DF = AC × 3 = 8 × 3 = 24.
1.5 — Parallelogram
In a parallelogram, opposite angles are equal and adjacent angles are co-interior on parallel sides (so they add to 180°).
Given ∠A = 75°. So ∠C (opposite) = 75°.
∠B = 180 − 75 = 105° (co-int ∠s, AD ∥ BC). ∠D (opposite ∠B) = 105°.
Check: 75 + 105 + 75 + 105 = 360 ✓.
1.6 — Bisecting 144° twice
First bisection: 144 → 72° + 72°.
Bisect ONE 72° half: 72 → 36° + 36°.
Pieces: 36°, 36°, 72°. Check: 36 + 36 + 72 = 144 ✓.
2 — Find the mistake
(a) The mistake is on Line 3 (and Lines 4–5 propagate it).
(b) The angle sum of a TRIANGLE is 180°, not 360°. The student used the wrong total. (360° is the angle sum of a quadrilateral.) That gave an impossible answer (225° for an interior angle), which a sanity-check would have flagged.
(c) Corrected working:
Line 1: ∠A + ∠B = 180° (co-int ∠s, AD ∥ BC). (unchanged)
Line 2: ∠B = 180 − 80 = 100°. (unchanged)
Line 3 (fixed): In △ABC: ∠BAC + ∠ABC + ∠ACB = 180° (∠ sum of △).
Line 4 (fixed): 35 + 100 + ∠ACB = 180.
Line 5 (fixed): ∠ACB = 180 − 35 − 100 = 45°.
The fix: triangles sum to 180°, quadrilaterals to 360°. Sanity-check answers — interior angles must be between 0° and 180°.
3 — Open-ended challenge (sample solution)
Sample problem: An isosceles triangle △ABC has AB = AC, with apex ∠BAC = 40°. A line through B is parallel to AC, meeting an extension of CA at point D. Find ∠ABD.
Worked solution:
Step 1: Base angles of isosceles △ABC are equal. ∠ABC = ∠ACB = (180 − 40) ÷ 2 = 70° (∠ sum of △, isosceles base angles).
Step 2: Since BD ∥ AC and AB is a transversal: ∠ABD = ∠BAC = 40° (alt ∠s, BD ∥ AC).
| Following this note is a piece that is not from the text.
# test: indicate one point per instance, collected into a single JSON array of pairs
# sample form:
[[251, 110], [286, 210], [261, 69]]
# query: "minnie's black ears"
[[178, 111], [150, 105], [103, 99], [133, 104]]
Wait — actually we want the angle at the vertex from D-side. Let me redo: ∠DBC and ∠ACB are co-interior on parallel lines BD and AC (transversal BC). So ∠DBC + ∠ACB = 180° → ∠DBC = 180 − 70 = 110°. Then ∠ABD = ∠DBC − ∠ABC = 110 − 70 = 40° — which matches the alternate-angle result (alt ∠s, BD ∥ AC, transversal AB).
Three topics used: (1) ∠ sum of △ (and isosceles property), (2) alternate angles on parallel lines, (3) angle subtraction/co-interior.
Bonus (4 topics): Add: "What scale factor enlarges △ABD by 3?" — adds similarity.
Marking: 1 for clear figure; 1 for given values; 1 for fully worked solution citing 3+ topics; 1 for naming the topics used. Bonus: 1 extra if a fourth topic is woven in.